SHANGHAI, Feb 28 (SMM) -- A recent SMM survey of 40 domestic primary lead smelters (capacity: 3.64 million mt/yr) revealed the following insights:

1) Operating Rates Down Slightly in January
According to SMM survey, the average operating rate at the surveyed producers (capacity: 3.64 million mt/yr) was 63.86% in January, down 4.68% from December. The January survey included two new companies: Luoyang Yongning Gold and Lead Smelt Company and Chenzhou City Jingui Sliver Company, each of which has a designed annual capacity of 80 kt/yr. The survey also included new expanded capacity from existing producers. Since production at new capacity was not stable during January, total output of refined lead was limited and overall operating rates were lower.

Operating rates at medium-size smelters with capacities between 50-100 kt/yr suffered significant declines during January, down 5.8% from December. Among these companies, some smelters in Hunan and Yunnan provinces were affected by intermittent electricity supply shortages, resulting in lower refined lead output. Some others were closed early for the Chinese New Year holiday, causing operating rates to fall. In addition, tight raw material supplies also lowered operating rates.

2) SHFE Lead Futures Trading Approved, Smelters Hold Cautious Long Sentiment
Rumors in the market that China would launch a lead futures market had been heard since late 2009, but did not materialize until late 2010 due to volatile lead prices and a weak global economy. Recently, lead futures trading at the Shanghai Futures Exchange was formally approved, and market players unanimously believe domestic lead prices will now rise steadily, but most smelters are maintaining a cautious long sentiment.

Two reasons are believed behind smelters’ cautious long sentiment. First, downstream consumption, led by the automobile sector, is expected to weaken during 2011 in part due to China’s continuous tightening of credit. Despite the possibility of short-term spikes in prices due to the new SHFE lead futures market, longer-term domestic lead prices are expected to be more dependent upon actual supply and demand. Second, a surplus in global lead capacity and high inventories will also keep domestic lead prices from moving higher. Market players with a more cautious outlook predict the 2011 high will be around RMB 18,500/mt, while optimists expect domestic lead prices to rise to between RMB 20,000-22,000/mt.
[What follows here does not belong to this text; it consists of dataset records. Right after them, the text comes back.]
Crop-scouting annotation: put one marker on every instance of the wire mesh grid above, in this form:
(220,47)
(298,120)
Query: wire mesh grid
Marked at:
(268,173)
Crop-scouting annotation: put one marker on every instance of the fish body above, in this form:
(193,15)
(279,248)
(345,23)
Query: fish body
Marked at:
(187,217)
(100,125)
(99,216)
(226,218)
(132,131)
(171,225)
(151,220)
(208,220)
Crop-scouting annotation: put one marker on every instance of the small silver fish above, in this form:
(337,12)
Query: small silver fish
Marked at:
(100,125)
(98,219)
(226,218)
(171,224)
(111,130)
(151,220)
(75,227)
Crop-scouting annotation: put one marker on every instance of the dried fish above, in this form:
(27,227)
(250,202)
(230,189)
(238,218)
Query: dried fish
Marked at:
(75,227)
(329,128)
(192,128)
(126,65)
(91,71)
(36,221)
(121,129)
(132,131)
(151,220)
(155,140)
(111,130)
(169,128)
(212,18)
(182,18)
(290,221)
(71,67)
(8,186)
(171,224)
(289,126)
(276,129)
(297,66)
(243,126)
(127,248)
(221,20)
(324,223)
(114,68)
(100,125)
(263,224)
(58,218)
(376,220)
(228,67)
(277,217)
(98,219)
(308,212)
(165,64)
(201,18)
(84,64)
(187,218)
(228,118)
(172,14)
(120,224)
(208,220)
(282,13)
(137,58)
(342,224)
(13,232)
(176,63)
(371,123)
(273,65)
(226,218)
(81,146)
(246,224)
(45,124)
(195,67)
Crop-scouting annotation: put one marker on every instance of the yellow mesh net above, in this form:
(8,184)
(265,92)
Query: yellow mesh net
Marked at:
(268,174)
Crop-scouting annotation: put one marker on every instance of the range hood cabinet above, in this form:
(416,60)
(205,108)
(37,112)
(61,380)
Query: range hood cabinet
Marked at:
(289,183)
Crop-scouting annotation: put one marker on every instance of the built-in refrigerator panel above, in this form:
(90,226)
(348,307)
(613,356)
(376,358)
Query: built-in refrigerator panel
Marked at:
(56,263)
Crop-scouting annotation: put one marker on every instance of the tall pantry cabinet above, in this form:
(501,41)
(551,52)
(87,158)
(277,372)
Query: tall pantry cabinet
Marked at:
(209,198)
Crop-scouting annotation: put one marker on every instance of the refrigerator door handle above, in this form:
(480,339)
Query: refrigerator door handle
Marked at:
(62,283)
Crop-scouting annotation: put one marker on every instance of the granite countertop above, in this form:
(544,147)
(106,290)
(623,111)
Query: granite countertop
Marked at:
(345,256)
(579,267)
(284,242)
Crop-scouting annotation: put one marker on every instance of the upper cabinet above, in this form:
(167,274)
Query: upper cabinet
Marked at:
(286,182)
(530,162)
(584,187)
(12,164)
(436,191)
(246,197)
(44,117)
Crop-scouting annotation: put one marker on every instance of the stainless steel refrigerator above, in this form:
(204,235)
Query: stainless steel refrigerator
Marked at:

3) Smelters Prefer Domestic Lead Concentrate
TC for imported lead concentrate during 2010 remained relatively low, while lead concentrate prices were high, so most lead smelters preferred to use domestic lead concentrate. Supply of raw materials varied by smelter, with smelters without self-owned mines experiencing raw material shortages, causing some to cut or even halt production. Smelters owning mines had abundant lead concentrate, but were still actively purchasing domestic concentrate from other mines. Most smelters purchasing imported concentrate told SMM that they only purchased on an as-needed basis, waiting for higher TC.